Bon d’accord, il fallait faire l’inventaire de ses possibilités. Une chaise, des vêtements, du verre, de l’alcool, une table, une dragonne, une nappe, des feuilles, des gens … attendez, une dragonne ? Nathaniel baissa la table, s’assurant qu’il avait bien vu. Oui une dragonne ! Kaiikathal était venue à sa rescousse. L’esprit de sa liée vint toucher le sien et l’elfe partagea un grand soulagement. Parfait, il avait un complice à présent, il allait pouvoir s’évader. Les choses seraient plus faciles. Soudainement, quelque chose de différent provint de la petite marche-tempête. La communication avec cette dernière n’avait jamais été une chose aisée, quoique le gredin se fût grandement amélioré depuis le temps, arrivant à formuler ses pensées afin de pouvoir les envoyer à Kaiikathal afin de mieux se faire comprendre. Les dragons avaient un mode de communication fort étrange et complexe à son gout. Parler était bien plus facile, surtout il était plus aisé de mentir. Pour la première fois, l’elfe sombre entendit la voix de sa liée, cette dernière venant prononcer son nom. L’expérience fut très troublante pour l’elfe sombre, lui provoquant un sentiment étrange. Était-ce ce que l’on ressentait lorsque son enfant disait ses premiers mots ? Sans doute. Inconsciemment, Nathaniel sourit à sa la tempête sur patte.
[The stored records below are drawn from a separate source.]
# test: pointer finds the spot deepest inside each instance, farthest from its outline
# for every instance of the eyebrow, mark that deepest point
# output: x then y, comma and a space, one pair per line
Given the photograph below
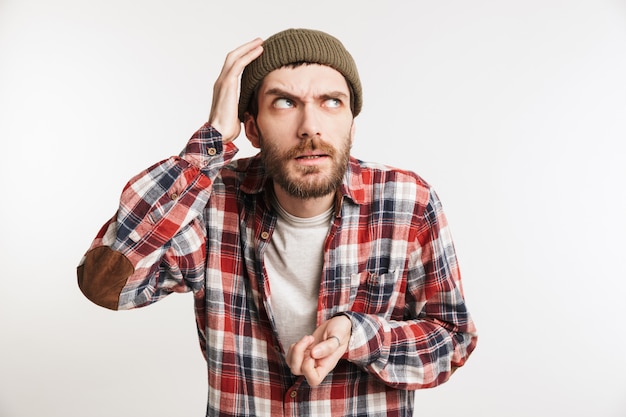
282, 93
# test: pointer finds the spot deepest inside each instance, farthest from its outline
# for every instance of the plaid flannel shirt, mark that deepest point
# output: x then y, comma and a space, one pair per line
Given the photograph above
201, 222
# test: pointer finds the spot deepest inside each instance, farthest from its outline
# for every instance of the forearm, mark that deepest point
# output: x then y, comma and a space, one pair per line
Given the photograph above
410, 354
134, 258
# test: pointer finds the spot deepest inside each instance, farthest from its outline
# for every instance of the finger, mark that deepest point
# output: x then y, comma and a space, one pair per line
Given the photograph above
297, 354
326, 348
237, 59
313, 371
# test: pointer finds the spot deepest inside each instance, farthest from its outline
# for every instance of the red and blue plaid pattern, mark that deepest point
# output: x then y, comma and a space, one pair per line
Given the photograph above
201, 222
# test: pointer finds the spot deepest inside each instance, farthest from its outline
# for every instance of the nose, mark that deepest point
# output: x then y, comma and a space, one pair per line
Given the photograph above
309, 122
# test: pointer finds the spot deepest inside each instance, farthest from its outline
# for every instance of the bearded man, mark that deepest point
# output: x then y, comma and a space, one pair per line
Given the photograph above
323, 285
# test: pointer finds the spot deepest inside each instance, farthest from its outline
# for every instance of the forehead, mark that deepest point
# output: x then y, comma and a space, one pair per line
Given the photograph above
305, 79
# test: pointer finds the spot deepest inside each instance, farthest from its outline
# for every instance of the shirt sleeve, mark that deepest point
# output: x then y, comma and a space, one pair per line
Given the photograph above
155, 243
438, 334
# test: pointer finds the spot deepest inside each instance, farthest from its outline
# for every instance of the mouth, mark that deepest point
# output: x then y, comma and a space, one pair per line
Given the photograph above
311, 159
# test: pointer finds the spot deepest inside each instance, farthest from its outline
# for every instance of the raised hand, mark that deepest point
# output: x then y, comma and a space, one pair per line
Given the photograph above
224, 112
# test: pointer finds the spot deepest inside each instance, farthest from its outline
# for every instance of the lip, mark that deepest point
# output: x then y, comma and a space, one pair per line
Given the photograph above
311, 158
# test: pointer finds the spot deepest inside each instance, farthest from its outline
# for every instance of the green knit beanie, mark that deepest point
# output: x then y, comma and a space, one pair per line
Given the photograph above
300, 45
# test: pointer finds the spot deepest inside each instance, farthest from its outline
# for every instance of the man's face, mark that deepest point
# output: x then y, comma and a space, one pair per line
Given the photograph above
304, 129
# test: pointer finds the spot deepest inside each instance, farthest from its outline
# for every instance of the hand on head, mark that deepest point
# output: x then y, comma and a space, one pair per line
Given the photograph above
224, 107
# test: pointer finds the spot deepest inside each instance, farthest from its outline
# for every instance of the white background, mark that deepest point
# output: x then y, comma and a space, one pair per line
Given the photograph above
513, 110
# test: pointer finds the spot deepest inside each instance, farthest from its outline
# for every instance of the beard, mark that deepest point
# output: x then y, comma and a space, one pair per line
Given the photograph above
306, 182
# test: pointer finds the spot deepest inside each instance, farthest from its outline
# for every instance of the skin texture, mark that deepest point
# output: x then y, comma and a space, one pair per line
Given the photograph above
304, 129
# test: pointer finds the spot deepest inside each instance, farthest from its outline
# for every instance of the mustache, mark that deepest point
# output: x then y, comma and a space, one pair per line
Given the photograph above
309, 145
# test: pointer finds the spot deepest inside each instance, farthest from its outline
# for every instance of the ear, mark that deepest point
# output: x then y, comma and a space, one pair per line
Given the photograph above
252, 131
352, 132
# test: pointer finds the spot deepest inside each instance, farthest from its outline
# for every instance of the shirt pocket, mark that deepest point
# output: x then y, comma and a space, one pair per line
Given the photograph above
375, 293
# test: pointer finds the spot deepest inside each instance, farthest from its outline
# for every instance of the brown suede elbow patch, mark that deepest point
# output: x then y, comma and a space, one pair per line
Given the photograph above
103, 275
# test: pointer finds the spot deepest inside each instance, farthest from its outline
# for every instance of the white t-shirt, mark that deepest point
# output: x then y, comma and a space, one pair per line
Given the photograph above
294, 263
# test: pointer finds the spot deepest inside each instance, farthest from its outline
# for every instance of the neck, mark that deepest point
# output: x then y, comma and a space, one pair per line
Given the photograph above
304, 208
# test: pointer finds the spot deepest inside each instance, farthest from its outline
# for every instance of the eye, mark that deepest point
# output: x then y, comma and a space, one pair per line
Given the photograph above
333, 103
283, 103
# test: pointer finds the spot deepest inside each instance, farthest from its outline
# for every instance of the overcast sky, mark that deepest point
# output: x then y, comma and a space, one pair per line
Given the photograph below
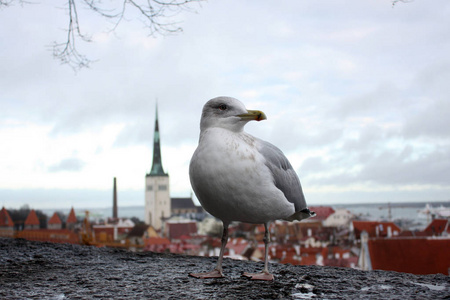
356, 94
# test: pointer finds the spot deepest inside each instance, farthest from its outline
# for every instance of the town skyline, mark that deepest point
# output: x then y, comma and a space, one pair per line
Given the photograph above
355, 95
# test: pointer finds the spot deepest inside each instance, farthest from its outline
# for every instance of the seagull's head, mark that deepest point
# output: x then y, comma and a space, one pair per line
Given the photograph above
228, 113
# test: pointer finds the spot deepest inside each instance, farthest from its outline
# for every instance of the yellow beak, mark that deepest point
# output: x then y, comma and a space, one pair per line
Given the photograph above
255, 115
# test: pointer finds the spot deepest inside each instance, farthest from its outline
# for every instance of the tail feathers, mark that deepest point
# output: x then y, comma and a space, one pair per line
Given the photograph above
301, 215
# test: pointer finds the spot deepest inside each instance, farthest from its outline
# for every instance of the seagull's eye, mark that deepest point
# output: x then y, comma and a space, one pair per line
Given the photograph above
223, 107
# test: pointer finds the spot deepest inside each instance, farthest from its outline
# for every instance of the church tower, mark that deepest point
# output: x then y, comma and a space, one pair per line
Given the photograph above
157, 191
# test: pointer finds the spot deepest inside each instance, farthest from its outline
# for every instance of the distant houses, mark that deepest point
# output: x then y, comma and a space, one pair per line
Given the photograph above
334, 238
384, 247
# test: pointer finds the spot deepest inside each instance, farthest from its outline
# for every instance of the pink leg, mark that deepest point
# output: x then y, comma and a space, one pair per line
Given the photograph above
264, 275
217, 272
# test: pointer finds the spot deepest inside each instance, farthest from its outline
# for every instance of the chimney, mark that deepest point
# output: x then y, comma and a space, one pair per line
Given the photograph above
115, 200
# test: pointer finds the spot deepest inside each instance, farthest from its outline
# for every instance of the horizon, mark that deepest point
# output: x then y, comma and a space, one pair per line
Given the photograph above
356, 96
393, 204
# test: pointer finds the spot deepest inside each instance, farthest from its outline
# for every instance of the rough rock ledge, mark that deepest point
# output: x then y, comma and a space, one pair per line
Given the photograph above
35, 270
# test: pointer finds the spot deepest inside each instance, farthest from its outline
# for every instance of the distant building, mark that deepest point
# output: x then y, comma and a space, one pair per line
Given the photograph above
6, 224
157, 189
32, 221
176, 229
419, 255
54, 222
438, 227
322, 213
71, 221
375, 229
340, 218
182, 206
111, 232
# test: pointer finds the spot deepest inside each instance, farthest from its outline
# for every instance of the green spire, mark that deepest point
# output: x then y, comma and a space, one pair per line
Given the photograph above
157, 169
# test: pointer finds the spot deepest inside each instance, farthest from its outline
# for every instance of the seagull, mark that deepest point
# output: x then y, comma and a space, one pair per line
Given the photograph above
238, 177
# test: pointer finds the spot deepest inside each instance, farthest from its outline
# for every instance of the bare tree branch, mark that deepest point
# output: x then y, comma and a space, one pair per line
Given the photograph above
157, 16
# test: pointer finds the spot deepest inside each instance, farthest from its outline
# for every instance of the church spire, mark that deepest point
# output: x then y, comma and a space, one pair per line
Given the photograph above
157, 169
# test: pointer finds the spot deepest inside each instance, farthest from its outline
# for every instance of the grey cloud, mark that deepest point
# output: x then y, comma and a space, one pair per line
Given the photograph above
404, 166
67, 165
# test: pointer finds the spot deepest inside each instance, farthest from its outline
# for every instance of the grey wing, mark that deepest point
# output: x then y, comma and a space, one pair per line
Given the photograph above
284, 175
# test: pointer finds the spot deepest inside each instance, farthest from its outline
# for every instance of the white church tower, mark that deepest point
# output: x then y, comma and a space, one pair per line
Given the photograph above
157, 190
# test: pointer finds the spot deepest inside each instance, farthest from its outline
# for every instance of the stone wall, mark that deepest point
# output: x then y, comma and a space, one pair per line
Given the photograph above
35, 270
Kaiikathal souhaitait aller à l’extérieur. Non pas de cette pièce, mais de la ville. Elle voulait aller dans le marais. Bon, c’était sans doute mieux que cette réunion. Quitter un ennui mortel pour un danger mortel, ça revenait presque au même. Le gredin se redressa, venant taper ses mains sur la table. Il prit un ton grave, simulant bien sur tout cela.
« Messieurs, je crains de devoir vous laisser finir cette réunion sans moi et régler les affaires en cours. Je viens de recevoir une information capitale qui exige que je m’occupe personnellement de la situation. »
L’elfe sombre se dressa et sortit prestement de la pièce, avant de refermer la porte derrière lui après que la dragonnette ne soit passé. Il se baissa par la suite niveau de cette dernière pour venir lui caresser les cornes.
« Parfait Kaiikathal ! Tu as réussi à m’aider à m’évader, tu fais une très bonne complice. Ta tactique laisse un peu à désirer, mais on travaillera ça ensemble, à l’avenir ça pourra t’être très utile. »
Le gredin se redressa.
« Je ne sais pas pourquoi tu veux aller dans le marais, mais sache que c’est un lieu vraiment très dangereux, même pour toi et pour moi. On peut y aller, mais passons d’abord par mes appartements. Il nous faut de l’équipement pour lutter plus efficacement contre ce qui se trouve à en dehors de la ville. »
L’elfe se dirigea rapidement vers ses quartiers pour venir prendre tout le nécessaire. Particulièrement son manteau et une lanterne. Rien qu’avec ses deux éléments, leur taux de survie gagnait aisément vingt-cinq pourcents.
« Qu’est ce que tu souhaites aller voir dehors, Kaii ? Il n’y a pas grand-chose à l’extérieur, dans le marais. Hormis le danger. »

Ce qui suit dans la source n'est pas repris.